I found this channel on dailymotion with Classic Who episodes with English subtitles. I tried one (because the episodes' titles were in German, so I half expected German dubbing instead of promised subtitles - not that I know whether the Classics have ever been released in Germany), the one called The Brain of Morbius. Beside my brain associating it with Möbius, the story is famous for claiming William Hartnell's regeneration wasn't the Doctor's first, so I wanted to watch it.

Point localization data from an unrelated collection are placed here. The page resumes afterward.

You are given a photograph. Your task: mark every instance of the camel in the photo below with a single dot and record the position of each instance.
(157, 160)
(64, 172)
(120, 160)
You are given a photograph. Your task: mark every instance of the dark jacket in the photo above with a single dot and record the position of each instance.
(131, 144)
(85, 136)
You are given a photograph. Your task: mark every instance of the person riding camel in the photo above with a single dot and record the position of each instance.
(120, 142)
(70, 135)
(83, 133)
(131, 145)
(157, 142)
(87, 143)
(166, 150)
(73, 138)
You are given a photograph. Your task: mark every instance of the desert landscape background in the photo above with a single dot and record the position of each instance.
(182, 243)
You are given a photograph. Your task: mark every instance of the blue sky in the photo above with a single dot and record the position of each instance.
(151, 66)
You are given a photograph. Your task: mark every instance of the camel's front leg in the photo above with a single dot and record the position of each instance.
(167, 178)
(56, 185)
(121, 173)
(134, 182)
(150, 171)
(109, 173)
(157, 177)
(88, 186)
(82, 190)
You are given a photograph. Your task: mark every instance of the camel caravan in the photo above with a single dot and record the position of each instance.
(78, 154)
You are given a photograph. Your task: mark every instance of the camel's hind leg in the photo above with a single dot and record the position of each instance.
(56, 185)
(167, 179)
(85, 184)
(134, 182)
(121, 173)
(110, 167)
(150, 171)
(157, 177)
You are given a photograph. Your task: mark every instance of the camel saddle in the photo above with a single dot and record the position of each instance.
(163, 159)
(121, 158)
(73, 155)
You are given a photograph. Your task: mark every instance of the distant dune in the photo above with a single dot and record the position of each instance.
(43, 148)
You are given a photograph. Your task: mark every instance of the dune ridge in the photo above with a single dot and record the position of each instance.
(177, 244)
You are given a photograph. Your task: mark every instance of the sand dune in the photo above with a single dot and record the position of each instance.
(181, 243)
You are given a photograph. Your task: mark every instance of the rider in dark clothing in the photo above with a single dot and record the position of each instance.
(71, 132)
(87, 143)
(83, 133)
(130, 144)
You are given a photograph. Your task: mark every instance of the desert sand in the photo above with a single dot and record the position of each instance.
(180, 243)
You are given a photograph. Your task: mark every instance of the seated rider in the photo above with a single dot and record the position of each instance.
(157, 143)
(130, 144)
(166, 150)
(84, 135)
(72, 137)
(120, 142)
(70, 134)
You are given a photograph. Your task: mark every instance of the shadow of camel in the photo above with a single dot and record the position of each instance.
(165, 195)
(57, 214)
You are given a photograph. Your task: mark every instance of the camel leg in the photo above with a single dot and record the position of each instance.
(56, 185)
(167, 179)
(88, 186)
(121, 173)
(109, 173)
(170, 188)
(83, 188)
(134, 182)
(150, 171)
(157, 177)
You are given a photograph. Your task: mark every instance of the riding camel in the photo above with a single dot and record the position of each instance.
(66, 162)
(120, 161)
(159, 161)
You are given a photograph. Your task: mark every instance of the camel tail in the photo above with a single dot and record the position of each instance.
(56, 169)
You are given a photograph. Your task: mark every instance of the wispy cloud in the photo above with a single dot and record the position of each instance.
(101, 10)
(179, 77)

It's true. When the (Tom Baker's) Doctor has a sort of mental fight with Morbius, we see the Doctor's three previous faces, from Jon to William, and then some more faces (easter egg: some of them being Doctor Who writers and other people involved with the series, because well, who could resist making yourself or your friend the Doctor?), and Morbius asks: "How long have you lived, Doctor?". The implication is clear: all those faces are the Doctor's and the body we saw in "The Unearthly Child" is about his seventh or eighth regeneration. But everyone just ignores that. The viewers never bought it, while other fact that, as I read, was stated only once in the entire Classic Who - the fact that the Doctor can regenerate only 12 times - has been carved in our brains so deeply that thirty years later, Moffat had to come up with "a new set of regenerations" when the Doctor ran out of them. It only proves how selective we are in absorbing "facts" about a fictional universe; we only take what we feel it's good for the story we already have in our heads. We decided the Doctor is a better character when he's mortal, hence the limit. We decided we don't want any off-screen regenerations. We decided the Doctor is better as an alien, not half-human, and most of us call him the Doctor, not Doctor Who. Anything stated in the series can be changed, reseted or just ignored. With that in mind, I wonder what people will be saying about the Doctor destroying/not destroying Galiffrey in ten years. Right now, the feelings about what is better for the story vary.

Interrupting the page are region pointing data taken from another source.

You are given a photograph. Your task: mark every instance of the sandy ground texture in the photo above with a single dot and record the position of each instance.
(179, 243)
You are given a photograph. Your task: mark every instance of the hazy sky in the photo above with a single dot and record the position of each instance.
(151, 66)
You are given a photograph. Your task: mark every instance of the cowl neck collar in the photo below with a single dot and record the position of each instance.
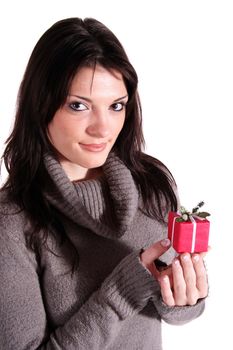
(106, 205)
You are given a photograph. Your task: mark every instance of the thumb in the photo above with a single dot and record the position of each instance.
(152, 253)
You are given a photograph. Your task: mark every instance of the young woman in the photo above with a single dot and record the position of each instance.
(83, 210)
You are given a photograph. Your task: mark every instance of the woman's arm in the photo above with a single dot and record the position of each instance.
(183, 285)
(24, 323)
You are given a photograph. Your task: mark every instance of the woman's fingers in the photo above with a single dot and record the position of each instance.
(166, 290)
(188, 282)
(179, 285)
(152, 253)
(201, 275)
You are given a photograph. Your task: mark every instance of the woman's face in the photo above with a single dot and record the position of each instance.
(85, 128)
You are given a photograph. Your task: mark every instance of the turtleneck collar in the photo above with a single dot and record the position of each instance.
(106, 205)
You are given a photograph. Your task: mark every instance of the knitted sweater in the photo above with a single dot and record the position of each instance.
(111, 301)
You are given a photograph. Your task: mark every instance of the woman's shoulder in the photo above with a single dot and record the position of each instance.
(12, 219)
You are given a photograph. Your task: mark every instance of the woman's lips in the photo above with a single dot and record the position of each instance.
(93, 147)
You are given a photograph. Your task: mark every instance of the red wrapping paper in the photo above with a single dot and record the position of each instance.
(188, 237)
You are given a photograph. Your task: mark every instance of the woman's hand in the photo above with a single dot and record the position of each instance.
(183, 282)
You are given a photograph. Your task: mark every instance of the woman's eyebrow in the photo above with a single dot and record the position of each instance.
(89, 100)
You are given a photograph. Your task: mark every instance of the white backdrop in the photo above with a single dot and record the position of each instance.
(182, 51)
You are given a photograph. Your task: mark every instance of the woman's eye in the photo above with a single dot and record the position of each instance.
(77, 106)
(118, 106)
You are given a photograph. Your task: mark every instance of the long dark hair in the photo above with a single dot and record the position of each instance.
(63, 49)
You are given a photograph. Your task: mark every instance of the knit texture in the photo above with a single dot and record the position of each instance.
(111, 302)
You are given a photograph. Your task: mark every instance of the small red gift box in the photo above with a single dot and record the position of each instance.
(188, 236)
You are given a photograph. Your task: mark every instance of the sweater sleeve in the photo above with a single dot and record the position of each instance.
(23, 322)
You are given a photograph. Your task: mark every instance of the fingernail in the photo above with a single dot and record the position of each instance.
(165, 242)
(176, 262)
(196, 258)
(185, 257)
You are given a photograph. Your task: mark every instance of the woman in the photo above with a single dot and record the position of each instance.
(83, 210)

So - don't overestimate the importance of continuity. Just because something was said once (or even more times), it doesn't necessarily mean it got into our brains. That's the beauty, we create that Doctor Who myth in our heads ourselves so writers can try to come up with something interesting without worries about breaking the whole series. Seriously, who "believes" the TARDIS makes the noise because of the hand brake?

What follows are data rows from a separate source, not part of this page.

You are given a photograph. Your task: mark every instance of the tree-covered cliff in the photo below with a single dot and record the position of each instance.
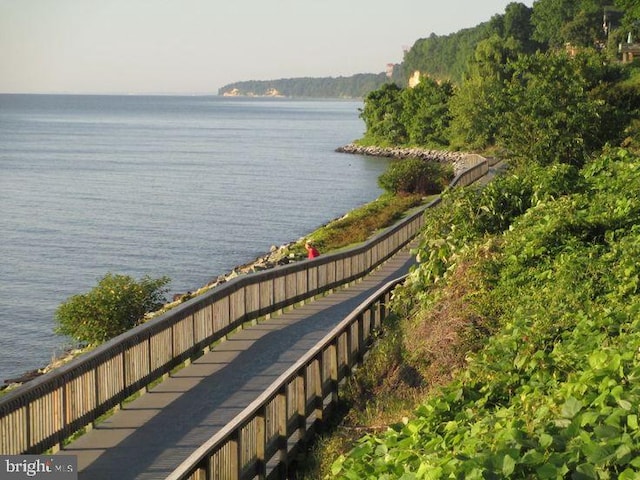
(355, 86)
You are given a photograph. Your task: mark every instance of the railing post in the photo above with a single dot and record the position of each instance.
(261, 442)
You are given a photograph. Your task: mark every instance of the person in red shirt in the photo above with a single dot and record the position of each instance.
(312, 252)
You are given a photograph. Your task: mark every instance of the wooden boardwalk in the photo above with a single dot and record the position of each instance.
(150, 436)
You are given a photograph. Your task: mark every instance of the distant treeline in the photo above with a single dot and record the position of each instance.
(355, 86)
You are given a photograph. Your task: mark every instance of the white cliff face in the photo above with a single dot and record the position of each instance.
(234, 92)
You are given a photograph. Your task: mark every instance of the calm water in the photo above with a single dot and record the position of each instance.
(187, 187)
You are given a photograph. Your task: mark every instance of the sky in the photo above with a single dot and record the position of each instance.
(198, 46)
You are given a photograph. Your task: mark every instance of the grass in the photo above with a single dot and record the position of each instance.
(419, 351)
(361, 223)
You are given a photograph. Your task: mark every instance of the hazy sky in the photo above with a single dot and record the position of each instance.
(197, 46)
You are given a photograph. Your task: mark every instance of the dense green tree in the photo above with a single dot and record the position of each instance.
(558, 22)
(549, 116)
(382, 114)
(425, 113)
(112, 307)
(516, 23)
(478, 104)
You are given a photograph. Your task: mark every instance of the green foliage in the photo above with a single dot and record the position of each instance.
(478, 104)
(558, 22)
(549, 116)
(425, 113)
(115, 305)
(415, 116)
(382, 113)
(444, 57)
(555, 392)
(359, 224)
(414, 175)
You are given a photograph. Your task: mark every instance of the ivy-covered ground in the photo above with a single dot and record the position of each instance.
(550, 386)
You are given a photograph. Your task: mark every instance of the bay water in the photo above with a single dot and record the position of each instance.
(187, 187)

I knew about the Doctor's faces, but I didn't know the story would be set on Karn. I was sure there was Karn in Classic Who, because I learnt if there's something in the new episodes that seem weird or out of nowhere but it's just accepted, the explanation is somewhere in the Classics. The same goes with the Sisterhood of Karn and their elixir that triggers Time Lords' regeneration. There's a weird thing - you start watching the series thinking Time Lords is just a species, and an extra heart and regeneration are natural for them just like one heart and an ability to heal a broken bone are to us. Only then you learn that you're not born a Time Lord, you become one, an extra heart is because of something, regeneration comes from the elixir, and blah blah blah, basically everything about Time Lords is artificial. It makes them less powerful, they're just a random race that achieved power and you start to wonder what they were like when they were still developing and evolving. Maybe those times are more interesting than those when they're just collars standing proudly in the sun. Maybe if the Doctor was born earlier, he'd be happy on his home planet?